Насладиться сном мне особо-то не пришлось. Разбудила маман:
— Просыпайся, сынок, тебе придётся отвезти меня с Катей в Подольск.
— А тётя Таня? – спрашиваю, протирая глаза.
— Она со своими уже уехала. Это я задержалась немного. Поторапливайся! Тебе надо ещё позавтракать… Лошадь уже запряжена…
Сборы были недолги, и вот мы в дороге. С нами едет и Лика…
— А вам зачем в Москву? – спрашиваю её я.
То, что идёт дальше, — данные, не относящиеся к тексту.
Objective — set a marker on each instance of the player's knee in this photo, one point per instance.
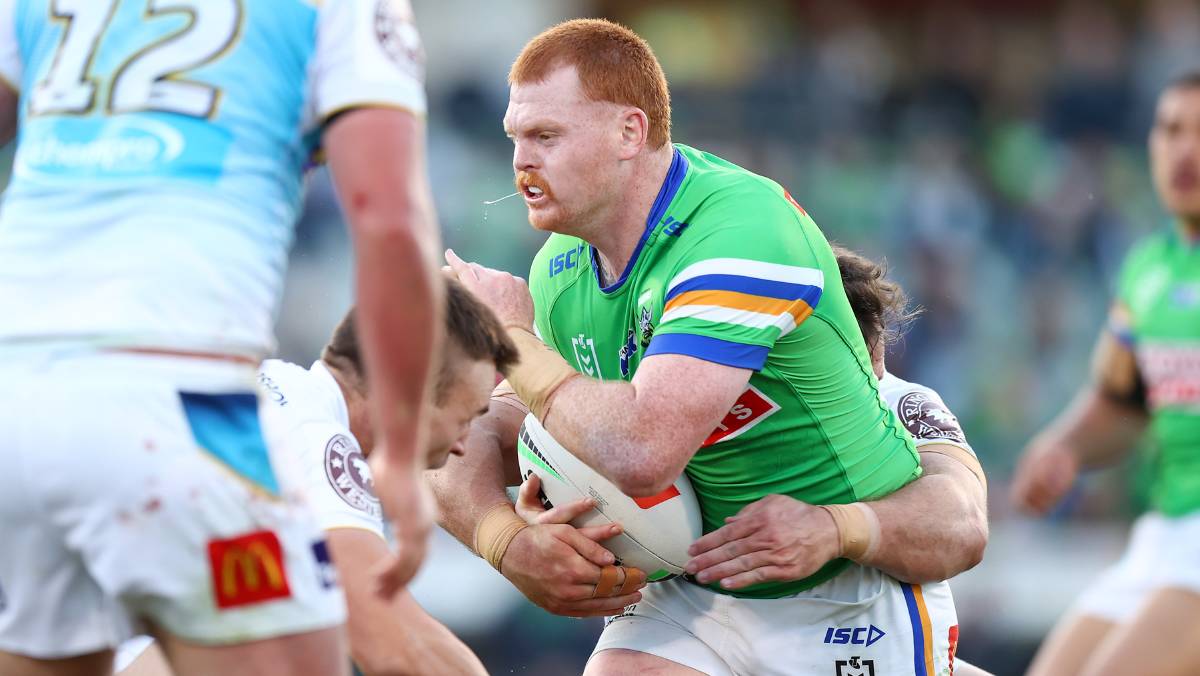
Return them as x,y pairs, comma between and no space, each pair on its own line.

— Голосовать, — разъясняет она.
— Но вы же не москвичка, а подольчанка.
— Я курсистка, и поэтому имею право голоса в городскую Думу…
Прощаясь на вокзале, маман говорит, что навряд ли вернётся сегодня и что её следует ждать если даже не завтра, то послезавтра.
— И тётю Таню? – интересуюсь я.
— И её тоже.
И вдруг обращает внимание на мою физиономию:
— Ба!.. Откуда у тебя такой фингал под глазом?.. Мне говорила Серафима Сергеевна, что у тебя вчера не обошлось без приключений… Но чтобы такое наглядное свидетельство!.. Тебя что, побили?
— Да нет, упал, убегая, в темноте, от девчонок…
— От девчонок?.. Ха, ха!.. Не смеши меня!.. Уж признайся, что за ними!..
— Вовсе нет… Это они меня тащили за руки и за ноги на расправу…
— Ничего себе!.. За что же ты перед ними провинился?.. Приставал, небось, негодник? Не так ли?..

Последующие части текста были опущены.